When there is a human in the support loop, there is also a chance to reverse a mistake though.
Hmm, yes, that's actually the exact behavior that I expect from 2FA. To not let people in my account without the code.

I fully sympathize and understand that the outcome is bad, but this is just a system working 100% as expected.

This is happening to me with facebook, without 2fa. I temporarily disabled my account for a couple years as they promised you could log back in at any point to restore it. fast forward to today and even though i have the same email and password combo they are stuck in a loop asking me for my passport/state id, which i’ve provided dozens of times at this point.

sucks because i have a bunch of memories locked in that account and can’t contact a human at FB.

Did your failed log-in attempt reactivate your account? Can your friends see your old facebook account now?

Please check for me, because I'm in a similar situation but have been hesitant to try logging back in.
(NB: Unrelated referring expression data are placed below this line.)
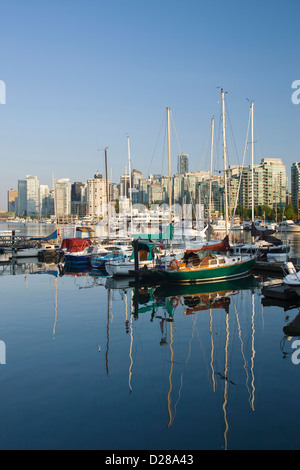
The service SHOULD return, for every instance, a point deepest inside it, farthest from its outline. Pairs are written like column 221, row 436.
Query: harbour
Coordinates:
column 90, row 358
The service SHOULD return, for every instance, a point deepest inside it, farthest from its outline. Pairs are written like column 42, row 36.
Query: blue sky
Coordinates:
column 82, row 75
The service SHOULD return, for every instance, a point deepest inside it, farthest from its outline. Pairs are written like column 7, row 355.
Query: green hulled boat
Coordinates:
column 207, row 266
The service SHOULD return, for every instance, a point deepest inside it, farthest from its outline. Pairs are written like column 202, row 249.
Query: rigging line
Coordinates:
column 175, row 133
column 163, row 120
column 241, row 173
column 206, row 148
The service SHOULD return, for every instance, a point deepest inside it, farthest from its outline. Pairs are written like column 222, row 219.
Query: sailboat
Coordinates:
column 263, row 244
column 210, row 263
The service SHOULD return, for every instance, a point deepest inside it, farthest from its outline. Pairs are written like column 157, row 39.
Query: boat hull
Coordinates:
column 124, row 269
column 209, row 274
column 77, row 260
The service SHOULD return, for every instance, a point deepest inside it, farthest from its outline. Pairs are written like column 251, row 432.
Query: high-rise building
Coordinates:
column 33, row 196
column 295, row 185
column 12, row 200
column 269, row 184
column 183, row 164
column 22, row 198
column 62, row 197
column 96, row 197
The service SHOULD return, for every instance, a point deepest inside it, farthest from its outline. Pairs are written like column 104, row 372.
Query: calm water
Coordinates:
column 96, row 364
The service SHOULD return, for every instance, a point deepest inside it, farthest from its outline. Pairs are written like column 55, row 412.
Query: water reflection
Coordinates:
column 163, row 303
column 202, row 341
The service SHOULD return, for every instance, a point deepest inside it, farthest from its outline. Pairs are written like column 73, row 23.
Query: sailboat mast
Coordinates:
column 130, row 192
column 225, row 162
column 252, row 159
column 170, row 176
column 210, row 176
column 107, row 194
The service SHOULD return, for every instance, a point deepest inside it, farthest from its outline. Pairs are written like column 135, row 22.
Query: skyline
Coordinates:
column 81, row 76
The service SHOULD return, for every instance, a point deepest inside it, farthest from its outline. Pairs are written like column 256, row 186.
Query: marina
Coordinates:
column 214, row 364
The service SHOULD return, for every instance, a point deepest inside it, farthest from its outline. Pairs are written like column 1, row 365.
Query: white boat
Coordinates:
column 146, row 257
column 220, row 225
column 287, row 226
column 111, row 253
column 33, row 252
column 292, row 276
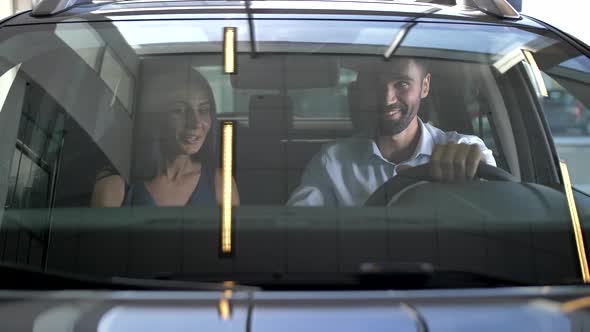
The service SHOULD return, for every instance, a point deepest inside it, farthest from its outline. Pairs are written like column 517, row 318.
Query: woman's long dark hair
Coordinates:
column 151, row 157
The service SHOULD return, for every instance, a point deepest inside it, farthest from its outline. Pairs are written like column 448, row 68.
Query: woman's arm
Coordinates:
column 109, row 191
column 235, row 196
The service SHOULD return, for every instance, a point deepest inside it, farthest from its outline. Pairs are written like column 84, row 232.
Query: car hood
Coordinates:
column 505, row 309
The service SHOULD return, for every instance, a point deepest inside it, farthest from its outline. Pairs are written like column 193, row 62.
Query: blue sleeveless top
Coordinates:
column 204, row 194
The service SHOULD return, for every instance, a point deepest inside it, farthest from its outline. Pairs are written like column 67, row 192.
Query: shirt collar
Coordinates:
column 424, row 147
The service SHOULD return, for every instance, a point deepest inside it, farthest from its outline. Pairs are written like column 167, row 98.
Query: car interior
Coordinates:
column 285, row 107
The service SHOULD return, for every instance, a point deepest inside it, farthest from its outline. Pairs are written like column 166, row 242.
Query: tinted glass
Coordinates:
column 131, row 114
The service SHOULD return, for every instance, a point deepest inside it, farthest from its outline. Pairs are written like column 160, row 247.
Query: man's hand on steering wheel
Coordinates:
column 454, row 162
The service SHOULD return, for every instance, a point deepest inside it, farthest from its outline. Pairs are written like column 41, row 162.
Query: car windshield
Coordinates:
column 142, row 147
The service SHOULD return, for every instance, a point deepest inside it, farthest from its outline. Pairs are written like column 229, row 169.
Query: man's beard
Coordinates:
column 393, row 127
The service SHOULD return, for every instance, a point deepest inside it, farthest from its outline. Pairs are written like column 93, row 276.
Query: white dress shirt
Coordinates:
column 347, row 172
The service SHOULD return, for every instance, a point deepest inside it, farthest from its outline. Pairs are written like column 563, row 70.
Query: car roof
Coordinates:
column 98, row 10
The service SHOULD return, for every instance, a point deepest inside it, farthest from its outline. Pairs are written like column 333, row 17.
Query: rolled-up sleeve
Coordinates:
column 315, row 188
column 488, row 155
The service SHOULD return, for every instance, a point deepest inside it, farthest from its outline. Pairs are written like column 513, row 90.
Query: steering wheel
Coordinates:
column 395, row 187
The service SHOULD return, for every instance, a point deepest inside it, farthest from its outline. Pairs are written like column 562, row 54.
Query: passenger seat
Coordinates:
column 261, row 172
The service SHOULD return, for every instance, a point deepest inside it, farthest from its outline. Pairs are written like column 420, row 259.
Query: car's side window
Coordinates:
column 567, row 111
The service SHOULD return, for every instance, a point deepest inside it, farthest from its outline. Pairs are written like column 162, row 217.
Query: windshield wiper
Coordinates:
column 17, row 277
column 425, row 275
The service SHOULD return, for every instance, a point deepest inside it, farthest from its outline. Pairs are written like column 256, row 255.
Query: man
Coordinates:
column 347, row 172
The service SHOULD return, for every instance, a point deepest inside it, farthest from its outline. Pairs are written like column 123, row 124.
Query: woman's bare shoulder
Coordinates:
column 109, row 191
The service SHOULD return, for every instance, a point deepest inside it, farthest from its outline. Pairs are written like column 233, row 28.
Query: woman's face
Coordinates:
column 190, row 122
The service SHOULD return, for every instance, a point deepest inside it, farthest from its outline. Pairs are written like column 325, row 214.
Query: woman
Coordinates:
column 180, row 169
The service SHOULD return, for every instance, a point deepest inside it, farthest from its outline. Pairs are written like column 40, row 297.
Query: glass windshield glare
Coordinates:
column 113, row 148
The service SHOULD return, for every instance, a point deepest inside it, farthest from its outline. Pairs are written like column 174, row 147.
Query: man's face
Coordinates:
column 402, row 88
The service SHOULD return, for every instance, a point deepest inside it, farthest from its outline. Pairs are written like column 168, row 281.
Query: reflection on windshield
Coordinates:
column 129, row 114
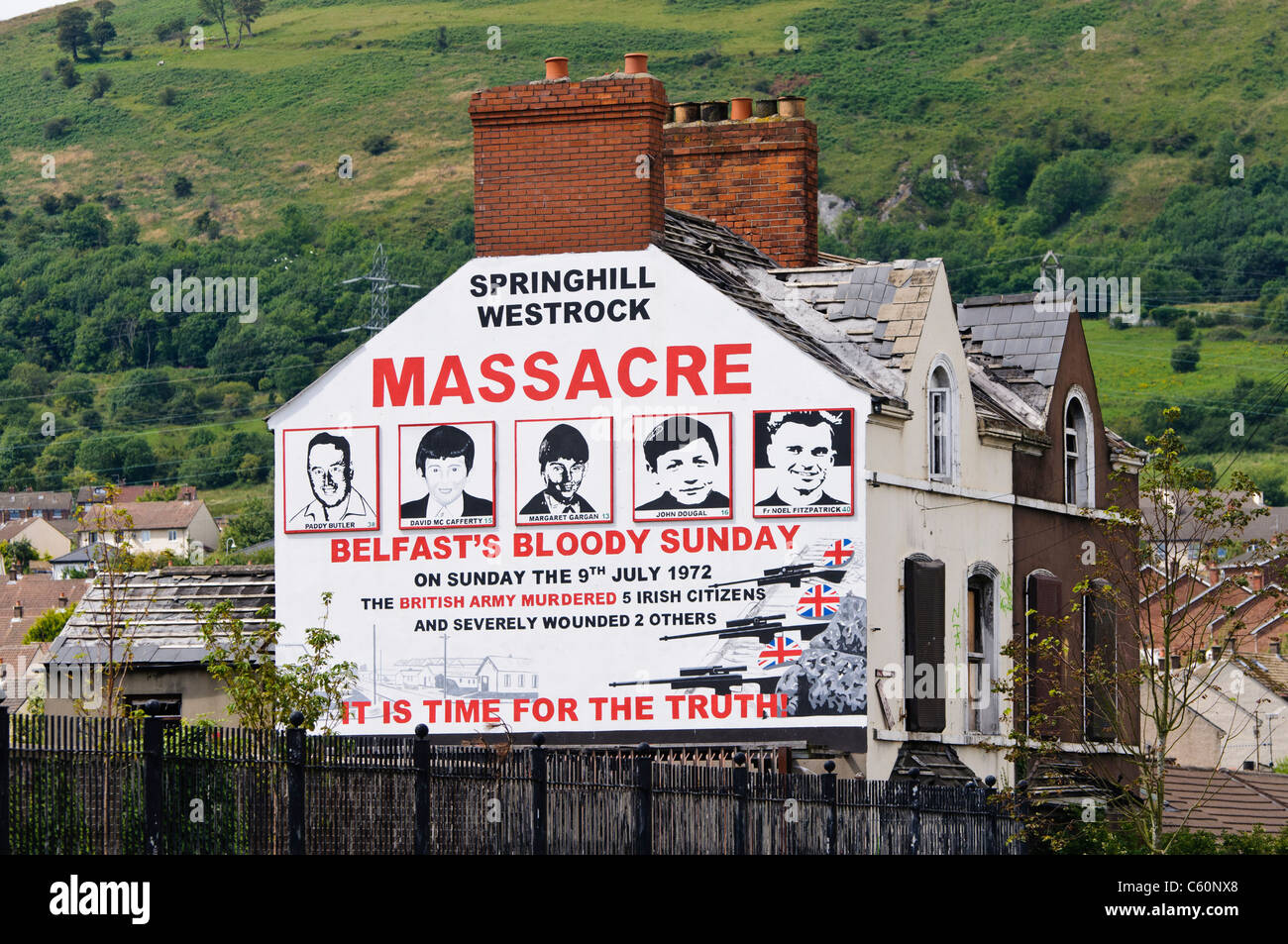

That's a good question! I didn't think to look until you asked. It looks like it didn't, which is a bummer because then I could have asked my friends to get my photos...
An idea would be to have more than one account on different providers and have all their emails forwarded to each other, but make sure the forwarded emails arent forwarded again.

Might go do this now.

A good preventive option that costs a bit of money is to not tie yourself to any of the providers by just buying a domain name and pointing MX at a gmail account or something. So long as you back up your emails periodically, you can always switch providers in 10 minutes and nobody will even notice.